Church, Longridge, Co. Wexford
Co. Wexford |
Churches & Chapels
Beneath a cereal field in Longridge, County Wexford, there is almost certainly a church.
Or what was one. The site is known, roughly, but there is nothing left to see above ground, no walls, no enclosure, no readable trace of a burial ground. What does survive are two stone gate-piers, each about three-quarters of a metre in diameter and rising to around 1.3 metres, now half-swallowed by a road bank to the south of the field. Locals in 1940 understood these piers to mark the entrance to the old church grounds, a piece of collective memory doing the work that the archaeology no longer can.
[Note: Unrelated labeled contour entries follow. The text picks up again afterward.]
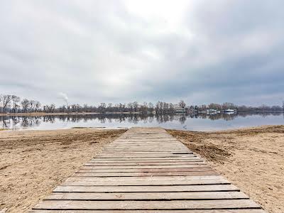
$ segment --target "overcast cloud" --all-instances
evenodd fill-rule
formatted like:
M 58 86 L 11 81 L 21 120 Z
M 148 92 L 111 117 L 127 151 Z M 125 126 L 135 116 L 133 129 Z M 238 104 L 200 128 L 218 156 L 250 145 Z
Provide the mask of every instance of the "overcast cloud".
M 281 104 L 283 1 L 1 1 L 0 93 Z

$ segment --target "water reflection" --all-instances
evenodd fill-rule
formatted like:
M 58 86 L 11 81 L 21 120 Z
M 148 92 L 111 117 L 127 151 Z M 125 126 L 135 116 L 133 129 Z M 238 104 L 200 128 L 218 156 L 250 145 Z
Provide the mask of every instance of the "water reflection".
M 120 124 L 127 124 L 127 126 L 136 124 L 147 126 L 153 124 L 158 126 L 160 124 L 179 123 L 184 129 L 190 119 L 206 119 L 208 121 L 222 120 L 226 121 L 232 121 L 236 118 L 253 117 L 255 116 L 266 118 L 267 116 L 283 116 L 282 111 L 261 111 L 261 112 L 238 112 L 233 114 L 77 114 L 77 115 L 61 115 L 61 116 L 6 116 L 0 117 L 0 125 L 1 128 L 10 129 L 33 129 L 40 127 L 45 124 L 52 125 L 51 129 L 61 129 L 65 126 L 64 124 L 72 124 L 72 126 L 99 126 L 118 127 Z M 83 124 L 82 124 L 83 123 Z M 54 124 L 54 125 L 53 125 Z M 85 124 L 85 125 L 84 125 Z M 151 125 L 148 125 L 151 126 Z M 174 127 L 173 127 L 174 128 Z M 40 128 L 43 129 L 44 128 Z M 50 128 L 48 128 L 50 129 Z

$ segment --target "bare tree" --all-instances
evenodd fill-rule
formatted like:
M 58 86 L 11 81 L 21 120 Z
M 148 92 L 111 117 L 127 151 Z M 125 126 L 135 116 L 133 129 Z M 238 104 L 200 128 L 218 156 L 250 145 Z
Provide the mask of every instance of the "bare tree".
M 2 113 L 5 113 L 7 108 L 11 106 L 11 101 L 12 96 L 11 94 L 1 94 L 1 106 L 2 108 Z
M 178 103 L 178 106 L 181 108 L 185 108 L 186 104 L 183 100 L 180 100 L 180 102 Z

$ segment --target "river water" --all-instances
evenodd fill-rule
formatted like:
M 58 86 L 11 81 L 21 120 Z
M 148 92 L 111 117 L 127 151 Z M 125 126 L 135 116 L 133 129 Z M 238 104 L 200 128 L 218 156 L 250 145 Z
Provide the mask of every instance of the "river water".
M 261 125 L 284 124 L 283 112 L 238 112 L 216 115 L 92 114 L 44 116 L 1 116 L 0 128 L 11 130 L 60 129 L 72 127 L 160 126 L 191 131 L 215 131 Z

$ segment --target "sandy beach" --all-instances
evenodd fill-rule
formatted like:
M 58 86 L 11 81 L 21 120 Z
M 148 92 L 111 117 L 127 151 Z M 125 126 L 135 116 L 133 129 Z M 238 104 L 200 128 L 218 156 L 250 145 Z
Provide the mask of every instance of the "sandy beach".
M 125 131 L 0 131 L 0 209 L 27 212 Z M 268 212 L 284 212 L 284 126 L 168 131 Z
M 1 131 L 0 212 L 27 212 L 125 131 Z
M 284 212 L 284 126 L 168 131 L 268 212 Z

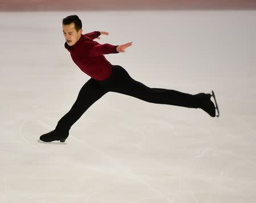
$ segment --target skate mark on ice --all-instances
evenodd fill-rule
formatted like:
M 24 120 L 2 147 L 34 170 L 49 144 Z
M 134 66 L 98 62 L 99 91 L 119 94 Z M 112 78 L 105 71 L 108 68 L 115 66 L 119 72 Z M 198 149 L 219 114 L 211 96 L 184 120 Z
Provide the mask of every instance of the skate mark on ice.
M 3 153 L 3 154 L 7 154 L 6 152 L 2 151 L 0 151 L 0 153 Z M 2 192 L 0 192 L 0 194 L 1 194 L 1 199 L 3 200 L 4 197 L 4 197 L 5 193 L 6 192 L 6 191 L 7 190 L 7 181 L 6 180 L 6 177 L 5 177 L 3 175 L 3 174 L 2 173 L 0 174 L 0 177 L 1 177 L 0 180 L 1 179 L 3 180 L 3 181 L 4 182 L 4 184 L 5 184 L 5 189 L 4 189 L 3 191 Z
M 35 147 L 35 146 L 34 146 L 33 145 L 32 145 L 30 142 L 28 142 L 28 141 L 27 141 L 27 139 L 26 139 L 26 138 L 24 137 L 24 136 L 23 136 L 22 133 L 22 127 L 23 126 L 23 125 L 27 122 L 27 121 L 28 121 L 29 119 L 32 119 L 32 117 L 27 117 L 27 118 L 26 119 L 24 120 L 24 121 L 21 124 L 21 125 L 20 125 L 20 126 L 19 126 L 19 135 L 20 135 L 20 136 L 22 137 L 22 138 L 25 141 L 25 142 L 26 142 L 28 145 L 30 145 L 30 146 L 31 146 L 31 147 L 33 147 L 34 149 L 35 149 L 36 150 L 40 150 L 39 149 L 36 147 Z
M 192 162 L 192 166 L 190 170 L 190 175 L 189 175 L 189 177 L 188 179 L 188 184 L 189 185 L 189 189 L 190 189 L 190 192 L 193 197 L 193 198 L 194 198 L 195 201 L 196 201 L 196 203 L 199 203 L 199 202 L 197 201 L 197 199 L 196 198 L 196 197 L 195 196 L 195 193 L 193 191 L 192 189 L 192 187 L 191 187 L 191 176 L 192 176 L 192 171 L 193 170 L 193 168 L 195 167 L 195 166 L 196 165 L 196 164 L 197 163 L 197 162 L 199 162 L 200 161 L 200 160 L 204 157 L 204 156 L 205 156 L 207 153 L 209 153 L 209 151 L 210 151 L 210 148 L 207 148 L 206 150 L 205 150 L 202 153 L 200 154 L 199 155 L 196 157 L 196 160 Z M 197 160 L 198 159 L 198 160 Z
M 134 174 L 132 172 L 131 172 L 129 168 L 127 168 L 127 167 L 126 167 L 125 166 L 123 166 L 122 164 L 121 164 L 120 163 L 119 163 L 118 161 L 117 161 L 116 160 L 115 160 L 114 158 L 113 158 L 111 156 L 106 154 L 106 153 L 97 149 L 96 148 L 95 148 L 94 147 L 93 147 L 92 145 L 89 144 L 86 141 L 84 140 L 81 140 L 78 138 L 76 138 L 76 139 L 77 139 L 77 141 L 79 141 L 79 142 L 78 142 L 77 143 L 81 145 L 81 143 L 82 143 L 82 145 L 84 146 L 84 145 L 86 145 L 88 147 L 89 147 L 89 148 L 91 148 L 92 149 L 93 149 L 93 150 L 96 151 L 96 152 L 97 152 L 98 154 L 102 155 L 103 157 L 105 157 L 105 158 L 106 158 L 108 159 L 110 159 L 112 160 L 112 162 L 114 162 L 115 164 L 117 164 L 118 167 L 119 168 L 121 168 L 122 170 L 123 170 L 124 171 L 127 172 L 128 174 L 130 174 L 130 175 L 131 176 L 133 176 L 134 178 L 135 178 L 135 180 L 138 181 L 139 180 L 139 181 L 141 182 L 141 183 L 143 184 L 143 185 L 144 185 L 145 186 L 147 186 L 148 187 L 150 188 L 151 189 L 152 191 L 153 191 L 154 192 L 158 193 L 159 195 L 162 196 L 163 197 L 164 197 L 165 199 L 166 199 L 168 201 L 170 201 L 171 200 L 170 200 L 169 198 L 169 197 L 168 197 L 166 195 L 165 195 L 164 194 L 163 194 L 162 192 L 161 192 L 160 191 L 159 191 L 159 190 L 158 190 L 157 189 L 155 188 L 154 187 L 152 187 L 151 184 L 150 184 L 149 183 L 148 183 L 147 182 L 146 182 L 146 181 L 142 180 L 141 178 L 138 177 L 137 176 L 136 176 L 135 174 Z

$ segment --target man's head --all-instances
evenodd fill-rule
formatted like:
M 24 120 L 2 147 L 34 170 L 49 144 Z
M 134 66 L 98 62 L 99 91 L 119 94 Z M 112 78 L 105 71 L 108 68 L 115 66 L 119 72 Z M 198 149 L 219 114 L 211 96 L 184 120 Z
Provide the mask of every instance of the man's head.
M 63 19 L 62 27 L 67 43 L 73 46 L 81 37 L 82 22 L 77 15 L 69 15 Z

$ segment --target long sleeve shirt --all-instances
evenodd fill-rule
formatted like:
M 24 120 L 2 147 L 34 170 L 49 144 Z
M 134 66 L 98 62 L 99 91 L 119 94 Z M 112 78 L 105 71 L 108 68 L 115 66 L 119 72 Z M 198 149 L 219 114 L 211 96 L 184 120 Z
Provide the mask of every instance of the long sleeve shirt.
M 65 42 L 64 46 L 70 52 L 74 62 L 83 72 L 96 80 L 103 81 L 112 72 L 112 65 L 104 55 L 119 52 L 117 51 L 118 45 L 100 44 L 93 41 L 100 35 L 99 31 L 82 34 L 73 46 L 68 45 Z

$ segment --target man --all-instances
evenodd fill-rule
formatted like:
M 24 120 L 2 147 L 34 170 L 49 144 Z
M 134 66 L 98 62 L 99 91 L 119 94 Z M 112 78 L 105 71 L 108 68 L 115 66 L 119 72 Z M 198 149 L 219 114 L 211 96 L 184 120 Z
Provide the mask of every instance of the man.
M 174 105 L 187 108 L 201 108 L 210 116 L 215 117 L 218 110 L 213 95 L 200 93 L 192 95 L 175 90 L 150 88 L 130 77 L 119 65 L 112 65 L 104 54 L 125 52 L 132 42 L 120 45 L 100 44 L 93 41 L 106 32 L 94 31 L 82 34 L 82 22 L 77 15 L 68 16 L 63 20 L 65 48 L 70 52 L 74 62 L 85 73 L 91 77 L 82 87 L 70 111 L 58 122 L 55 129 L 40 136 L 44 142 L 65 142 L 72 125 L 95 102 L 112 91 L 131 96 L 144 101 Z M 214 96 L 216 107 L 211 101 Z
The site appears on the 1940 edition of the Ordnance Survey six-inch map, labelled in the gothic lettering that cartographers traditionally reserved for antiquities, identifying it as a church and burial ground. Beyond that designation, the documentary record is thin. What adds texture to the silence is a local tradition that stone coffins were found somewhere in the vicinity, though no precise location or date is attached to those finds. About 350 metres to the north-north-west lies St Mochoaun's Well, also known as St Cuan's Well, a holy well associated with one of the early Irish saints whose name drifted across different spellings and local pronunciations over the centuries. The proximity of the well to the church site is not coincidental; in early medieval Ireland, ecclesiastical settlements and sacred water sources were frequently established in close relation to one another, the well often predating or outlasting the built structures around it.
The gate-piers protruding from the road bank are the only physical anchor the site has left. They are easy to overlook, and there is nothing formal to mark the field beyond them.